When we do not run away, cold is just cold, heat is just heat, and pain is only pain. This is where Jizo Bodhisattva works, pulling people from the agonizing fire of hell into the purifying fire of Dharma.
This is easy to say but hard to do. We spend a lot of energy trying to avoid even mild forms of discomfort, heat, or cold. What kind of person would deliberately choose to enter places of extreme misery, freezing and burning hells, as Jizo does?
We can name people who have, people like Albert Schweitzer and Mother Teresa. There are many we cannot name who also carry out the work of Jizo Bodhisattva. They are those who clean stool and maggots from the bedsores of a person dying with AIDS, who bandage a child’s limbs amputated by land mines left from a war that ended before the child was born. They are those who welcome victims of family violence into foster homes and shelters at midnight, and those who offer water, food, and kindness to people who are starving in a famine thousands of miles distant.
What would compel someone to do this? What characteristics would such a person have? Two: no fear, great love.

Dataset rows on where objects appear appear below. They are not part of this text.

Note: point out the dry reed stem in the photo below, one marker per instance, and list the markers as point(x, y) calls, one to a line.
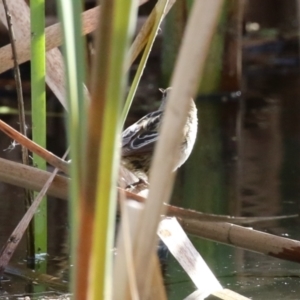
point(245, 238)
point(54, 63)
point(52, 159)
point(188, 257)
point(32, 178)
point(53, 39)
point(13, 241)
point(287, 249)
point(202, 22)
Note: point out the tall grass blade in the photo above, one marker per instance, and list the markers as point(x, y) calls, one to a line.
point(38, 108)
point(159, 10)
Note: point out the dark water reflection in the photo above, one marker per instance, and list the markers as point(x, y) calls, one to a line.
point(261, 174)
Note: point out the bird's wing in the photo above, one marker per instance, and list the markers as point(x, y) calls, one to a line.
point(142, 135)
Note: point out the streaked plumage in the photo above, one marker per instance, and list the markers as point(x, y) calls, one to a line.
point(139, 139)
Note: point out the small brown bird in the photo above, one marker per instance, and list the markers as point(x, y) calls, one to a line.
point(138, 140)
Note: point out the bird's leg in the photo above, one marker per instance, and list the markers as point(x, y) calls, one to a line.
point(133, 185)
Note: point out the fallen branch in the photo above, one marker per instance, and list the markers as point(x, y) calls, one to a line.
point(52, 159)
point(245, 238)
point(13, 241)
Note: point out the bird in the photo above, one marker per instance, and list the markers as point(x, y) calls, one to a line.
point(139, 139)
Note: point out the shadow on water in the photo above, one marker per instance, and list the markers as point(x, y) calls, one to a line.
point(248, 155)
point(245, 163)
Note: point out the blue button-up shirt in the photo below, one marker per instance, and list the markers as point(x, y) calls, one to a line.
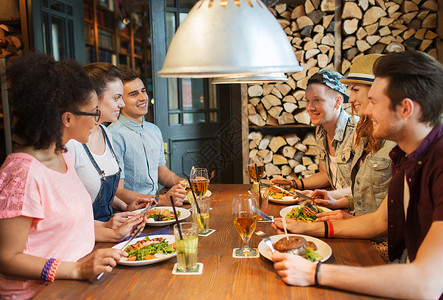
point(140, 152)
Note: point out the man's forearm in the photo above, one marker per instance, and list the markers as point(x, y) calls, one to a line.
point(393, 281)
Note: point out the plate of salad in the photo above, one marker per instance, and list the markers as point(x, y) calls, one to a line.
point(164, 215)
point(302, 213)
point(148, 250)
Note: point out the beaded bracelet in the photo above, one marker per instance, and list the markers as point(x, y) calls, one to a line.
point(326, 229)
point(46, 268)
point(331, 229)
point(302, 184)
point(53, 270)
point(317, 268)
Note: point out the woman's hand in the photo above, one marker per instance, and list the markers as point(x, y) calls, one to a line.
point(294, 269)
point(118, 219)
point(323, 198)
point(178, 194)
point(333, 215)
point(293, 226)
point(102, 260)
point(281, 181)
point(129, 226)
point(140, 202)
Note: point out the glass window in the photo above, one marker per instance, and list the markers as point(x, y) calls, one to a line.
point(187, 3)
point(57, 37)
point(213, 99)
point(193, 118)
point(170, 27)
point(173, 93)
point(69, 10)
point(213, 117)
point(193, 93)
point(174, 119)
point(58, 6)
point(182, 17)
point(170, 3)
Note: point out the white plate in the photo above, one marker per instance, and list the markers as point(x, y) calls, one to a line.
point(288, 209)
point(322, 248)
point(184, 213)
point(284, 200)
point(159, 256)
point(208, 194)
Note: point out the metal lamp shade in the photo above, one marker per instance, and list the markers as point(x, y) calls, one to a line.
point(259, 78)
point(229, 37)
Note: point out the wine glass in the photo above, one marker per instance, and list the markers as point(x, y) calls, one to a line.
point(199, 181)
point(245, 221)
point(256, 169)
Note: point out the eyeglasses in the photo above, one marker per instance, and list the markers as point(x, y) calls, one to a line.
point(97, 114)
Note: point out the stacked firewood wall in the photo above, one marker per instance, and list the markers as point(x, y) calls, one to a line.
point(368, 26)
point(388, 26)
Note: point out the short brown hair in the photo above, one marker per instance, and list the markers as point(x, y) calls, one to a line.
point(101, 73)
point(129, 75)
point(415, 75)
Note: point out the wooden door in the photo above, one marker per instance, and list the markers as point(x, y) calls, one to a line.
point(56, 28)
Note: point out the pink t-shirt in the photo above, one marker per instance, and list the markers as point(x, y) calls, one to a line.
point(63, 222)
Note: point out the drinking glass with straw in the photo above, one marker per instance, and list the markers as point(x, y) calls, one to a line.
point(186, 243)
point(199, 218)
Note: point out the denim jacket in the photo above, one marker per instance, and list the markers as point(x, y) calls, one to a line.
point(342, 143)
point(370, 180)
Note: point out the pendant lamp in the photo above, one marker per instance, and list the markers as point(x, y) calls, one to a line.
point(229, 37)
point(259, 78)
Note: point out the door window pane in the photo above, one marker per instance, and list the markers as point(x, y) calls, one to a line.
point(193, 118)
point(213, 117)
point(182, 17)
point(58, 6)
point(187, 3)
point(193, 93)
point(57, 37)
point(170, 3)
point(174, 119)
point(173, 95)
point(170, 27)
point(213, 99)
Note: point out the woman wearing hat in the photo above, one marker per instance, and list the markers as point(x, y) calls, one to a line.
point(333, 135)
point(371, 165)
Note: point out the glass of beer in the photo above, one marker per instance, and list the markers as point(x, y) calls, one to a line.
point(186, 246)
point(245, 221)
point(256, 169)
point(199, 181)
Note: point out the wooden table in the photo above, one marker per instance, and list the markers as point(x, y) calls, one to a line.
point(224, 277)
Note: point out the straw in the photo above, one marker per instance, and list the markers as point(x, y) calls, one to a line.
point(193, 193)
point(258, 180)
point(196, 203)
point(176, 218)
point(284, 227)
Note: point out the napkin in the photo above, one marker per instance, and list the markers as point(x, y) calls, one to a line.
point(164, 231)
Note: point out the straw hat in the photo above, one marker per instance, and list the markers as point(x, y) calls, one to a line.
point(361, 70)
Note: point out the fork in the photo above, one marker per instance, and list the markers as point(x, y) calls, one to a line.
point(266, 239)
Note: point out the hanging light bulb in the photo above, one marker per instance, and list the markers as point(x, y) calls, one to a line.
point(229, 37)
point(259, 78)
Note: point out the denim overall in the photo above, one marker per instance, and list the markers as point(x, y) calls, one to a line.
point(102, 205)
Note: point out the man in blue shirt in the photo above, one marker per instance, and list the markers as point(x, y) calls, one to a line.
point(138, 145)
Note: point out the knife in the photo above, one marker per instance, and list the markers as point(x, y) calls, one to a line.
point(262, 214)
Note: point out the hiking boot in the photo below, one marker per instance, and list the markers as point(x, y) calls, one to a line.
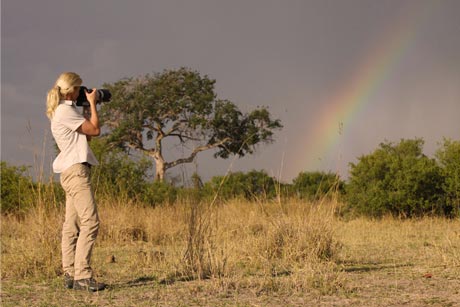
point(88, 284)
point(68, 281)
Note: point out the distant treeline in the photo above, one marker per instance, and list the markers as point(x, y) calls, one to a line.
point(396, 179)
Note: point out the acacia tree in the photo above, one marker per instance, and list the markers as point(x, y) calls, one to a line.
point(181, 106)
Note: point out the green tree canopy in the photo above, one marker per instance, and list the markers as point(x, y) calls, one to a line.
point(315, 185)
point(182, 107)
point(449, 159)
point(397, 179)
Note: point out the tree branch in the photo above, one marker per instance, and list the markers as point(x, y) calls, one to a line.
point(194, 153)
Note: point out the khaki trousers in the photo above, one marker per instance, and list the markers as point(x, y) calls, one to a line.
point(81, 223)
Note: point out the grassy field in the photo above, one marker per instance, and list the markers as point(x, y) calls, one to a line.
point(237, 254)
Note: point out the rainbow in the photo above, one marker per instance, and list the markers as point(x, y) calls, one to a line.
point(358, 92)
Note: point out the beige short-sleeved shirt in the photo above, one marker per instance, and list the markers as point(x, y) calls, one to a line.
point(72, 144)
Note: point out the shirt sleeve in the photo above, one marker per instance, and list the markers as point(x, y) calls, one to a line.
point(69, 117)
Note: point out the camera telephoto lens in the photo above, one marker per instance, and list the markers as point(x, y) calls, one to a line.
point(102, 95)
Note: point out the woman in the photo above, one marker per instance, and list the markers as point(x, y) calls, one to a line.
point(72, 131)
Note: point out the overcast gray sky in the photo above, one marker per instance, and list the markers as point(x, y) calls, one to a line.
point(342, 75)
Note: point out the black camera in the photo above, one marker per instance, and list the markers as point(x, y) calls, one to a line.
point(102, 95)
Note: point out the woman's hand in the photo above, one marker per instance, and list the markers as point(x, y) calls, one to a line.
point(91, 97)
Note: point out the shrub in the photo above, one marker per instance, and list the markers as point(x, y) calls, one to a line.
point(16, 189)
point(254, 185)
point(397, 179)
point(118, 174)
point(449, 159)
point(316, 185)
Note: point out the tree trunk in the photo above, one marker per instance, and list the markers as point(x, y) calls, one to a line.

In addition to these, Jizo Bodhisattva is said to have supreme optimism. She would have to be optimistic to go forward with a vow not to rest until every being is rescued from every hell. Jizo has thus become the patron of lost causes. In times of deep despair it is enough just to know that the energy of Jizo exists, that there is someone somewhere who does not believe that there are any lost causes and who will descend into the cesspool where you have fallen to give you help, whether you ask or not.

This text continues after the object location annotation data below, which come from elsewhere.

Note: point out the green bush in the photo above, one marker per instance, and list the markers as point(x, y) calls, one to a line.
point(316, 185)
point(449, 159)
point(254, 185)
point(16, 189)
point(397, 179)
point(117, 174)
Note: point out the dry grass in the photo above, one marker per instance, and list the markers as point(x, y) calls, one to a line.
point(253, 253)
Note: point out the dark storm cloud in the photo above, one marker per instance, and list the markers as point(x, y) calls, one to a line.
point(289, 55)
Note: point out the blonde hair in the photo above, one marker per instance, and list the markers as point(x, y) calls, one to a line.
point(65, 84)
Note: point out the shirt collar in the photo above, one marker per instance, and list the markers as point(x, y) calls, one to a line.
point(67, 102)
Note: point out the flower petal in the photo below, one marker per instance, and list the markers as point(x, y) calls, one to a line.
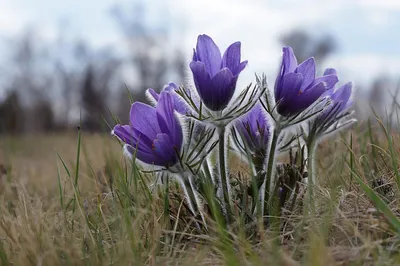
point(289, 60)
point(330, 71)
point(153, 94)
point(149, 158)
point(143, 118)
point(231, 57)
point(307, 69)
point(167, 120)
point(240, 67)
point(179, 104)
point(309, 96)
point(201, 77)
point(128, 135)
point(221, 90)
point(291, 83)
point(208, 53)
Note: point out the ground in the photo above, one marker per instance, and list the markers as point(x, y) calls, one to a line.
point(108, 217)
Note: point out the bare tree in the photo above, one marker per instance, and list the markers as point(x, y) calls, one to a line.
point(305, 46)
point(149, 53)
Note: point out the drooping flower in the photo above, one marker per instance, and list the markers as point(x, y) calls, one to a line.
point(215, 77)
point(179, 105)
point(254, 129)
point(340, 102)
point(154, 134)
point(296, 87)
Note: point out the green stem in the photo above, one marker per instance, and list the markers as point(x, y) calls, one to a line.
point(258, 179)
point(271, 163)
point(311, 148)
point(222, 170)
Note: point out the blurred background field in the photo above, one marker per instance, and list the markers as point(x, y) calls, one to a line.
point(66, 62)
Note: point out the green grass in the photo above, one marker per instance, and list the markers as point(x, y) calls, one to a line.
point(75, 200)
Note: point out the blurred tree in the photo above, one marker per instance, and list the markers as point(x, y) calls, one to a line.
point(305, 46)
point(11, 114)
point(31, 81)
point(151, 56)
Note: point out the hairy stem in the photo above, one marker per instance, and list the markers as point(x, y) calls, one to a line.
point(269, 182)
point(223, 176)
point(311, 169)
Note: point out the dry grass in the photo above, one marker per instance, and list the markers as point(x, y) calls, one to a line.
point(128, 228)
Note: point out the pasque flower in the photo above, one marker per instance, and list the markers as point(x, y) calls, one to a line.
point(254, 129)
point(296, 86)
point(154, 134)
point(179, 104)
point(215, 77)
point(340, 102)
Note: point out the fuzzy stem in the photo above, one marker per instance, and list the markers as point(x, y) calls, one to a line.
point(269, 182)
point(311, 148)
point(258, 180)
point(223, 176)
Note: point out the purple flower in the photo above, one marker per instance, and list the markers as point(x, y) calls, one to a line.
point(254, 129)
point(179, 104)
point(215, 77)
point(296, 86)
point(340, 102)
point(154, 133)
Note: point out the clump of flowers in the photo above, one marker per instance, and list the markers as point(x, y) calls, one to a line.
point(187, 124)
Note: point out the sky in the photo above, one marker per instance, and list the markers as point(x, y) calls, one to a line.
point(366, 31)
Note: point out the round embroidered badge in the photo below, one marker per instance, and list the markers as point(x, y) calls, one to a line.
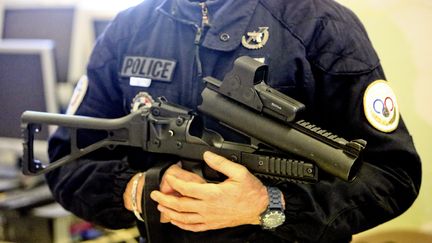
point(380, 106)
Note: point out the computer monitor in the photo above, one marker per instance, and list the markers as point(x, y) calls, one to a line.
point(36, 21)
point(27, 82)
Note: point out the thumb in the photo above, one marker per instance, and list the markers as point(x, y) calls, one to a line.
point(223, 165)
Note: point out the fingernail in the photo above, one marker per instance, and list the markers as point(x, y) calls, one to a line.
point(208, 155)
point(153, 195)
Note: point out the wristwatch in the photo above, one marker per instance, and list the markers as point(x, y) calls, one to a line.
point(274, 215)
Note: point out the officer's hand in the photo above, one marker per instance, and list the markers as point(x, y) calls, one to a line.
point(238, 200)
point(175, 170)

The Realm of the Hungry Ghosts
The hungry ghosts (called preta in Sanskrit) are one level above the agony of the hell realm. Their plight is to be constantly hungry and thirsty, tortured by unfulfilled desire. They are depicted in scrolls and paintings as emaciated beings with huge, swollen bellies. Their mouths are as small as the eye of a needle.
The hu
ngry ghosts see rivers of water and heaps of food. They run to drink and eat, but when the water touches their mouths it becomes liquid fire. If they are able to stuff even a bit of food in their tiny mouths, it turns into a red-hot iron ball that sticks in the throat.

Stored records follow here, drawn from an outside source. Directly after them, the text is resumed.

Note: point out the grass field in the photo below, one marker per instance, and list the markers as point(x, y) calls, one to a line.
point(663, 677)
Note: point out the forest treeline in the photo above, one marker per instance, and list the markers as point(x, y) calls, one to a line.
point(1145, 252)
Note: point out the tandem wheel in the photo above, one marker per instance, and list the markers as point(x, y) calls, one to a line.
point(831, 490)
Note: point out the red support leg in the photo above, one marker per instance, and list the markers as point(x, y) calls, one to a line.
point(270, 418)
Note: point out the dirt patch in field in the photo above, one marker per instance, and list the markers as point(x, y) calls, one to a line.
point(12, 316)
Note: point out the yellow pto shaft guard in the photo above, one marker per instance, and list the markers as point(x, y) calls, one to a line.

We experience this realm whenever our hunger is immense but we are unable to take in that which would be truly nourishing. The hungry ghost experience that is ubiquitous in the human realm is addiction. An addict is like an empty shell controlled by hunger. In the past I cared for infants born addicted to drugs. Their mothers were using combinations of cocaine, methamphetamine, heroin, methadone, and alcohol. They wanted to be good mothers, but their life energy was consumed by their habit. They sold food stamps the day they arrived in the mail for half their value in cocaine. Because crack and speed suppressed appetite, they did not feel hungry themselves so did not perceive their children as hungry and did not feed them. Their habits cost between twenty-five and three hundred dollars a day. To make this money they sold their possessions, stolen goods, their children, and themselves. In one study we did, several mothers were prostituting while visibly pregnant, and many were prostituting within a few weeks after giving birth.
Like the hungry ghosts, addicts see food and drink, alcohol and drugs, and run to it. But as soon as they use, they and everyone around them are further seared. Incarceration, job loss, divorce, drunk driving, AIDS all just inflict more pain.